Cancer has emerged as a significant global health concern, resulting in tens of millions of deaths annually [1]. To prevent cancer at an early stage, AI-based screening techniques have been extensively employed [2] to assist radiologists in performing rapid and accurate diagnoses [1]. Especially in recent years, Video-based Lesion Detection (VLD) has emerged as a popular research topic that has garnered significant attention.
VLD encompasses two primary paradigms: image-based and video-based methodologies. For image-based methods [3, 4, 5], video clips are disassembled into separate images. Notably, DEtection TRansformer (DETR) [6] stands out as one of the most representative methods. It significantly simplifies the detection pipeline and achieves dominant performance on the detection task. Despite its great potential, those methods neglected inter-frame temporal contexts as each image is processed individually. Consequently, image-based methods fail to handle challenging scenarios, such as distortions, blurriness, occlusions, and motion artifacts in videos. In contrast, video-based detection models [7, 8, 9] excel at extracting temporal contexts, making them robust to video disturbances and outperforming image-based detectors. Wu et al. [7] first considers temporal and spatial attention in multi-frame collaboration. Jiang et al. [8] further introduces efficient tempospatial alignment using only one adjacent reference frame. Lin et al. [9] first collects and annotates an ultrasound video dataset for breast lesion detection. However, these works use post-process methods or aggregate too many frames, leading to slow inference speed.However, these methods are computationally expensive, as they need to process multiple frames (i.e., current frame, and reference frames) simultaneously, thereby increasing the computational burdens and rendering them impractical for clinical scenarios mandating real-time performance.
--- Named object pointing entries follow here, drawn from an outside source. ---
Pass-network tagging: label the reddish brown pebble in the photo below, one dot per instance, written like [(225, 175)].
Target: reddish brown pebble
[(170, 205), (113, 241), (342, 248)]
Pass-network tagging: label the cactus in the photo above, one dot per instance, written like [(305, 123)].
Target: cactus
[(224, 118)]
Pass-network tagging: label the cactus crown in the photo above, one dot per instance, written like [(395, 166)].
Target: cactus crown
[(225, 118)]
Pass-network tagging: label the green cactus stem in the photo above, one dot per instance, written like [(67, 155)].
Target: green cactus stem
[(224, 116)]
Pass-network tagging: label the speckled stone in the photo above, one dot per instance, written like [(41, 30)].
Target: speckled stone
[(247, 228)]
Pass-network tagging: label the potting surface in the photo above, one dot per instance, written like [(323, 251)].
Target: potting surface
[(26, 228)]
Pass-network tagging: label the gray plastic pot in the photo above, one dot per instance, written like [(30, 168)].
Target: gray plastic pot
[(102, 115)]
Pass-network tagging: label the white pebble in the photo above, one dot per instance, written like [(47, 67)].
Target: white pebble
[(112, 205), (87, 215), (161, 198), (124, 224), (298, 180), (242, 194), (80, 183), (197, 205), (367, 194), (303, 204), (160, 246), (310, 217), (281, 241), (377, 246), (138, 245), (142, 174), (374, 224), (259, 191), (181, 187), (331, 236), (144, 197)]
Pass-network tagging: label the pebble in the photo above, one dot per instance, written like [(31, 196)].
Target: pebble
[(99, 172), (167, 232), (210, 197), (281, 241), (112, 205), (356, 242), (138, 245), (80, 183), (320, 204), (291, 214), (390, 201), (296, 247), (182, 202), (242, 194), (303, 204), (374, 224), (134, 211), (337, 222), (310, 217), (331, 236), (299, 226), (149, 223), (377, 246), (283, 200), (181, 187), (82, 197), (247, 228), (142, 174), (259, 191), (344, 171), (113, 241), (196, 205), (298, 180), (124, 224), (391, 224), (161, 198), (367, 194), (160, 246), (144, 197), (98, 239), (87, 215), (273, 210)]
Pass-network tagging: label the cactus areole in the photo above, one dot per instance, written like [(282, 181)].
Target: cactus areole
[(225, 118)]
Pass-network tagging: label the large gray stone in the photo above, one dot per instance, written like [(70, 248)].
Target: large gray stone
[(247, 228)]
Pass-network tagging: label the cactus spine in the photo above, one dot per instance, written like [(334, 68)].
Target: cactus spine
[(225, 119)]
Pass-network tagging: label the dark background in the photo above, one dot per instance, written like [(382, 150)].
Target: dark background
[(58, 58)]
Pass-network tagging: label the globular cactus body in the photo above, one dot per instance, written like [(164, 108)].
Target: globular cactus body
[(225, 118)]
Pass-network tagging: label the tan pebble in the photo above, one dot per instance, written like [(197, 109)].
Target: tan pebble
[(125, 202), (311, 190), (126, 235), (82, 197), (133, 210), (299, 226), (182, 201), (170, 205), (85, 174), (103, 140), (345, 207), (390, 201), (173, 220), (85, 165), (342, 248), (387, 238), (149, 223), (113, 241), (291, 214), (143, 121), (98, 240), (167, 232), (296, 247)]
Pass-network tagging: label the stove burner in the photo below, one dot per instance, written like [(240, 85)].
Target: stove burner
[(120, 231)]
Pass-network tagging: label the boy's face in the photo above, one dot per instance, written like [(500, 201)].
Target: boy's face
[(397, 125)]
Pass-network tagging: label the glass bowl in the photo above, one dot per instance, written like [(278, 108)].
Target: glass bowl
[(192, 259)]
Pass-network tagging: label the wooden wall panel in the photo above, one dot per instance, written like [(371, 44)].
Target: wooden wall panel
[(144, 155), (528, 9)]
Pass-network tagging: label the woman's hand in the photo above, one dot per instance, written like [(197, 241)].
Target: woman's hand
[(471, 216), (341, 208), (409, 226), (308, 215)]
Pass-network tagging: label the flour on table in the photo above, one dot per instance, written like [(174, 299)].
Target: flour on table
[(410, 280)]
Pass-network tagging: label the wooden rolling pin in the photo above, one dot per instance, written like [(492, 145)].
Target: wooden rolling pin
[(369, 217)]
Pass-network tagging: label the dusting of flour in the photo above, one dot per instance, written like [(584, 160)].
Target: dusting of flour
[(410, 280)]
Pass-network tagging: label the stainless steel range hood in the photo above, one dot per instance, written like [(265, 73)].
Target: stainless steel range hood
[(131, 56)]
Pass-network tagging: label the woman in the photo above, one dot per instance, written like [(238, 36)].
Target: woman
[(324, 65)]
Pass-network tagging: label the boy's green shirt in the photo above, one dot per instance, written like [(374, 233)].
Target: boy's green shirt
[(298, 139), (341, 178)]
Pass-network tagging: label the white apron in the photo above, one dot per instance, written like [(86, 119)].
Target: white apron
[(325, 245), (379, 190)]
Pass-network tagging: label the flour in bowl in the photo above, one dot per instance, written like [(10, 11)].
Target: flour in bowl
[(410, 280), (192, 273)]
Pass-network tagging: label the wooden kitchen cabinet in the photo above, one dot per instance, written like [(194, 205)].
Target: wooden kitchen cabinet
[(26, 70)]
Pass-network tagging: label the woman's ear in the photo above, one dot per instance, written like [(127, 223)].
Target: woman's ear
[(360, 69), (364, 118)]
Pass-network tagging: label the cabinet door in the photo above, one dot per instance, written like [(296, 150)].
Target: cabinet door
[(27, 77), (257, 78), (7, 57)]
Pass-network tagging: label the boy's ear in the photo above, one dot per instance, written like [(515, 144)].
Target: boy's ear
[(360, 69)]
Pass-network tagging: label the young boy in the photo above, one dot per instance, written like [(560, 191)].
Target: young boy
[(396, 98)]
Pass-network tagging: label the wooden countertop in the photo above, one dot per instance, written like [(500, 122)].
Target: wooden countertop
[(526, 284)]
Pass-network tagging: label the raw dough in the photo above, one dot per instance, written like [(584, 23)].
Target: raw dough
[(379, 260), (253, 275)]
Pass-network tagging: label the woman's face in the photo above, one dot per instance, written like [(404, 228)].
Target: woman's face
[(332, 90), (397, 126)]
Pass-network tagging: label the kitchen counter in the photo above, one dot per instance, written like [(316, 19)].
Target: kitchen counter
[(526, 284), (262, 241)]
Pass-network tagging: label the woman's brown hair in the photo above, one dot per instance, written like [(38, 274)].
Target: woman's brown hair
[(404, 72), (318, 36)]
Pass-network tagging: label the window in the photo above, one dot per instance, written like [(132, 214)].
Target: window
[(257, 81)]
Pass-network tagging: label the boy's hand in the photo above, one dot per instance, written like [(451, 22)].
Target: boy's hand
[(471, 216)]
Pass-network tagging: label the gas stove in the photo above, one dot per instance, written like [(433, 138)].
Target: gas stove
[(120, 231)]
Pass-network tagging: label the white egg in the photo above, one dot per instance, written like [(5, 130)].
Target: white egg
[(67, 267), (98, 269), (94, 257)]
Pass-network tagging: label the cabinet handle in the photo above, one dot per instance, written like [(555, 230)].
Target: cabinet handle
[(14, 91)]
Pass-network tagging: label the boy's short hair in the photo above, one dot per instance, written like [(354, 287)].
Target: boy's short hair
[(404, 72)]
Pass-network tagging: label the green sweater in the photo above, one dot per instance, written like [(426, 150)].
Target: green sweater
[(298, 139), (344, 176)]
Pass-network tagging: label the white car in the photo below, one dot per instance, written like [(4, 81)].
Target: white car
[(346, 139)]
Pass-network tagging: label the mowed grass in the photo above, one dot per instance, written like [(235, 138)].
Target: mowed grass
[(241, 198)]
To address the above issues, we propose the first Video-to-Image knowledge distillation framework leveraging DEtection TRansformer [10] (named V2I-DETR), which strikes a balance between speed and accuracy for the task of medical video lesion detection. Fig. 1 shows our main idea which consists of a teacher network and a student network. During training, the teacher network (video-based model) extracts spatial and temporal contexts from multiple frames and transfers the knowledge to the student network (image-based model). During inference, only the student network is utilized. To extract inter-frame temporal contexts in the teacher network, we introduce the Multi-scale Spatiotemporal Interaction (MSI) module. MSI combines the ability of convolution and self-attention to enhance the teacher network’s capability for integrating inter-frame temporal contexts. Additionally, we transfer the knowledge from teacher to the student in two aspects: 1) At the backbone feature level. Features from the backbone encoder contain substantial contexts, thus we design the Target-guided Feature distillation (TFD) module to emphasize the target-specific details by fully harnessing the bounding box as a prior which effectively suppresses the irrelevant background noise. 2) At the decoder query level. The object query is essential for identifying object locations and sizes as it retains detailed object information. To harness this potential, we introduce the Cross-view Query Distillation (CQD) module to reduces background noise and brings the regression targets closer to the ground truth. Extensive experiments evaluated on SUN-SEG [11] and BUV [9] datasets demonstrate the effectiveness of our proposed V2I-DETR.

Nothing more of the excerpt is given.